Growing Commercial Sugar Kelp in Nantucket Sound: Idea to Reality
Friday, April 26th, 4:30pm, Hillside Center on the PBCB Campus
Carl Douglass, Richard Curtiss, Jamie Bassett
Co-Owners & Co-Founders, Chatham Kelp, LLC
Farming the sea has come to Cape Cod! Come taste some of our newest fresh local produce! Learn about growing methods and the many benefits and uses of Sugar Kelp (Saccharina latissimi). The kelp, a member of the brown algae family, grows in the cooler waters of the North Atlantic Ocean, Pacific Ocean, and the Barents Sea. The rapidly-growing plant, predominantly a winter crop, forms a narrow blade that can grow up to 15 feet long and 8 inches wide.

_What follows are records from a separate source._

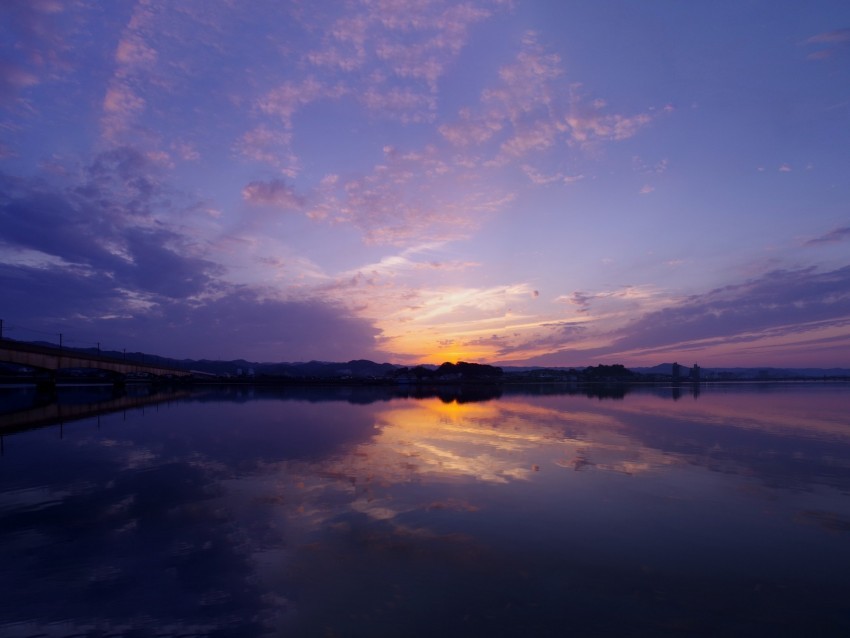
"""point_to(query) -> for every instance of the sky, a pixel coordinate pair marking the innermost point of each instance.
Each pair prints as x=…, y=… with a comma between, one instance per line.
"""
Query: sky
x=539, y=182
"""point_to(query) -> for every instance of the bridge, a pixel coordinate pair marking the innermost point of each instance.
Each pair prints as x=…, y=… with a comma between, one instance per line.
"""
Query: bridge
x=54, y=359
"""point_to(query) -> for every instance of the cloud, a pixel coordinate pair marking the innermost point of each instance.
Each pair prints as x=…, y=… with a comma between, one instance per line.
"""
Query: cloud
x=273, y=193
x=836, y=235
x=782, y=302
x=39, y=49
x=533, y=110
x=828, y=43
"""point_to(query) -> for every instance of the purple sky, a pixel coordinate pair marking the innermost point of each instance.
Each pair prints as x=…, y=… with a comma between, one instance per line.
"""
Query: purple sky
x=546, y=182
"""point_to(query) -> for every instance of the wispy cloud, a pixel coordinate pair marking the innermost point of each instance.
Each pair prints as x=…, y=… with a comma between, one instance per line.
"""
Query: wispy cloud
x=275, y=193
x=836, y=235
x=828, y=43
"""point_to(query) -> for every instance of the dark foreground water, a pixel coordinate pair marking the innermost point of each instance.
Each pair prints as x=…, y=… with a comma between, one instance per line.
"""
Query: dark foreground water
x=354, y=513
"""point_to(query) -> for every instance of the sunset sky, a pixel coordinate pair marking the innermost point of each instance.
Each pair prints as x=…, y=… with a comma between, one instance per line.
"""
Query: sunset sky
x=540, y=182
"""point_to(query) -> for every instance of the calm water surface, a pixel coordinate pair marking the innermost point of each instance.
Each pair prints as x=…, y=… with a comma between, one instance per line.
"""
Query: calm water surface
x=351, y=512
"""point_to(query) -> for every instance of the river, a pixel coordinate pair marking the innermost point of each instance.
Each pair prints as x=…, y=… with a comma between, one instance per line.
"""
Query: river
x=546, y=511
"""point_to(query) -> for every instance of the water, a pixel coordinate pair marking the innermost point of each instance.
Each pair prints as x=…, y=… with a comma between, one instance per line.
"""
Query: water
x=357, y=512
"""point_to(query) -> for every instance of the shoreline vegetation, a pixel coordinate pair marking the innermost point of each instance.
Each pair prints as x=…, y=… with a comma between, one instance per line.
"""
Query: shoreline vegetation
x=365, y=372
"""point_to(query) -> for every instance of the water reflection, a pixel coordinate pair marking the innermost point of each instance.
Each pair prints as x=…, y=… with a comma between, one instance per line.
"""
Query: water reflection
x=279, y=513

Kelp farming can help shellfish growers and fishing families diversify, while providing the public with a new, sustainable, and local seafood product. Sugar Kelp is eaten in casseroles and Asian dishes, and alginate, a byproduct, is used as a stabilizer or thickener in many common foods. The plant is rich in iodine, protein, calcium, and vitamin C.
For more information in advance of this event please visit: www.facebook.com/chathamkelp. Jamie, Carl and Richard are all Chatham fisherman. The three fellows developed the idea to start a kelp farm a few years ago as they were frustrated by increased fishing regulations, substantially depleted ocean stocks, and the recognized a win-win opportunity in kelp farming (winter revenue stream, natural nitrogen removal method, healthy food production). The new farm, set out in Nantucket Sound, is in it’s first season of operation. Jamie Bassett has also branched out and offers presentations on the culinary uses of invasive green crabs, a major pest-species in the shellfishing community. All three can be found on stormy days discussing business plans at the Chatham Squire.